Employees keep quiet about what irritates them in the office reveals Ceridian stress survey
A survey on stress in the office by Ceridian reveals that while colleagues' annoying habits can stress them out, 58 per cent of UK office workers would not complain to their manager about it and two-thirds would not bring it to the attention of their HR department. A total of 1,004 employees were surveyed online.
The top three most stressful office worker habits are colleagues' excuses to avoid work at 21 per cent, tantrums and arguments in open spaces at 11 per cent, closely followed by gossiping and private conversations at nine per cent.
It would appear many employees are suffering in silence with their managers and HR departments unaware of internal stress triggers. Today's employers must be aware of potential stressors within the workplace and the impact of these on their employees. The CBI estimates the cost to British business of lost productivity through mental illness and stress to be £5bn, so this is a problem that ultimately affects the bottom line. Managers need to be properly trained to identify and correct negative behaviours to avoid undue employee stress and potential confrontation in the work place.Doug Sawers, Managing Director of Ceridian in the UK,
A rapidly growing trend to help employees deal effectively with work place stress is the deployment of stress management health coaching programmes. Earlier this year, Ceridian conducted a survey to determine the effectiveness of stress management programmes in the workplace. Of the 1,000 users of the Ceridian LifeWorks Stress Management programme surveyed across 20 different organisations in the USA, 52 per cent lowered their stress levels at work; 40 per cent said they improved their ability to cope with stress; and more than 70 per cent said they had less fatigue, headaches, insomnia, stomach aches and also had improved appetites.

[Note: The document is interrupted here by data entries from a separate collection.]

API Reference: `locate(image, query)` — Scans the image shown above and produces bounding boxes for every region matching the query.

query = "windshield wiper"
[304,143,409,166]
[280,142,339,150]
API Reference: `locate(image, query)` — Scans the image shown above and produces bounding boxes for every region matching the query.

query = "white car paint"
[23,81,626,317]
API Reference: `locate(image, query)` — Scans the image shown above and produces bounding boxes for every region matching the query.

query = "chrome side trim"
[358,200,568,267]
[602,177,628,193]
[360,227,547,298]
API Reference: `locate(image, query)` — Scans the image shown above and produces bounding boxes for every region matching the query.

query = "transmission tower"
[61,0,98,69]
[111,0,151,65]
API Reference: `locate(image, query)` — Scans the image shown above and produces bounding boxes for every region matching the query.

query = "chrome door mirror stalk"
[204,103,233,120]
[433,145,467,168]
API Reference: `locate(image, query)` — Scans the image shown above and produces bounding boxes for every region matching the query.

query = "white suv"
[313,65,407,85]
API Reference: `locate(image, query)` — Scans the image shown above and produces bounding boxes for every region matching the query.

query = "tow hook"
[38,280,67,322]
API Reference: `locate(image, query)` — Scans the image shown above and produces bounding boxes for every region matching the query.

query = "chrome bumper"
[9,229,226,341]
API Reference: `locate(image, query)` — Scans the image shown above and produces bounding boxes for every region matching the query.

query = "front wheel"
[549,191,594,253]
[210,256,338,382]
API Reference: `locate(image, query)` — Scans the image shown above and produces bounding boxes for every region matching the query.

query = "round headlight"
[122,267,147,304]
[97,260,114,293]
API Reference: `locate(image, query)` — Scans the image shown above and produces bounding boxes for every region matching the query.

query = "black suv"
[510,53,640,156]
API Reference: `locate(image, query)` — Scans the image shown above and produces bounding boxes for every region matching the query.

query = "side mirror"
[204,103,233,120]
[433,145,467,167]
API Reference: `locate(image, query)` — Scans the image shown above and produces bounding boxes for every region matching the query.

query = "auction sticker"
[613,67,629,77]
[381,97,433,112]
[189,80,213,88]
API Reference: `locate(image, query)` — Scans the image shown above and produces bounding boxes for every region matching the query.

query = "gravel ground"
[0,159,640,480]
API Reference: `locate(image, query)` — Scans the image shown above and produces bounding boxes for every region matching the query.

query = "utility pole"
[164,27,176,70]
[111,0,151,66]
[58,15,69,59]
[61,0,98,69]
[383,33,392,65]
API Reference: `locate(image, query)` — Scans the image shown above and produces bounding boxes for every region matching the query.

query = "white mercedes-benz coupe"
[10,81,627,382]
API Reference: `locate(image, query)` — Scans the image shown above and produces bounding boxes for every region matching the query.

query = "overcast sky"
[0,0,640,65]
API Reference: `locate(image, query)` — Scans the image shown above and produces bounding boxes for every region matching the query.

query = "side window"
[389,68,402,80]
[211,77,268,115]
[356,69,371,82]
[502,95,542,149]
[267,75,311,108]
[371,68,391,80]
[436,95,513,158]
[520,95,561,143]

Stress management is a key component of Ceridian's LifeWorks EAP in the UK, with particular focus on workplace stress in four main areas: job-related stress, work relationships, work changes and time management issues.

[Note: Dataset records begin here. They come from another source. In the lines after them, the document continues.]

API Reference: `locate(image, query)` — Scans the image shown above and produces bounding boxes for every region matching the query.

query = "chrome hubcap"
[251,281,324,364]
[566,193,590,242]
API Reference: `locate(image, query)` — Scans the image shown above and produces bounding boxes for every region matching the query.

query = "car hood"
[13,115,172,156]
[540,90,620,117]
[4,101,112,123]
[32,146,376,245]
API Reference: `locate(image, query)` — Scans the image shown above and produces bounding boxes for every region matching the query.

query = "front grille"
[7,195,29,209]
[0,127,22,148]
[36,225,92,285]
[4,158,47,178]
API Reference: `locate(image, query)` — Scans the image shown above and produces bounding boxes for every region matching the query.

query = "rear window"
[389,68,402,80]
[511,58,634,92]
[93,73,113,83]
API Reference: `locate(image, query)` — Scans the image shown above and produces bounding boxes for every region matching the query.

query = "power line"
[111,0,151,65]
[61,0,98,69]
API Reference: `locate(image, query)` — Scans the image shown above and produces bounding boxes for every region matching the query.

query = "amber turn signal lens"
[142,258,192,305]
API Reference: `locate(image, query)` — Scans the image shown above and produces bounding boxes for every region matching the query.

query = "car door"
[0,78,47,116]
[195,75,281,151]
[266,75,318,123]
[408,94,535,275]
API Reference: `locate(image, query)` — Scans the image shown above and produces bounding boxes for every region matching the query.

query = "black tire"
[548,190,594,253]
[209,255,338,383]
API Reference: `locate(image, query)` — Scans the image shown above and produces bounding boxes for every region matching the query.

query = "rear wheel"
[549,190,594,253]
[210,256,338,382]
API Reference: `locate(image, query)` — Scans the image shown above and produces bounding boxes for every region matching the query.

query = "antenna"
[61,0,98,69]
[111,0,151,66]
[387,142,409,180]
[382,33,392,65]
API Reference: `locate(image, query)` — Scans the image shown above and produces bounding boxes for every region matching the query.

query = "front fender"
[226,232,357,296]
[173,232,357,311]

Research has identified a link between stress and absence. A Ceridian survey of 1,050 employees last year revealed respondents took a total of 8,918 unscheduled 'sick' days in the previous twelve months, an average of 8.5 days per employee. A quarter of the days taken off were down to work-related stress.
Of the 1,004 respondents participating in this latest online stress survey commissioned by Ceridian in the UK, 55 per cent worked in organisations employing over 500 people, 79 per cent worked over 30 hours per week and 53 per cent were male.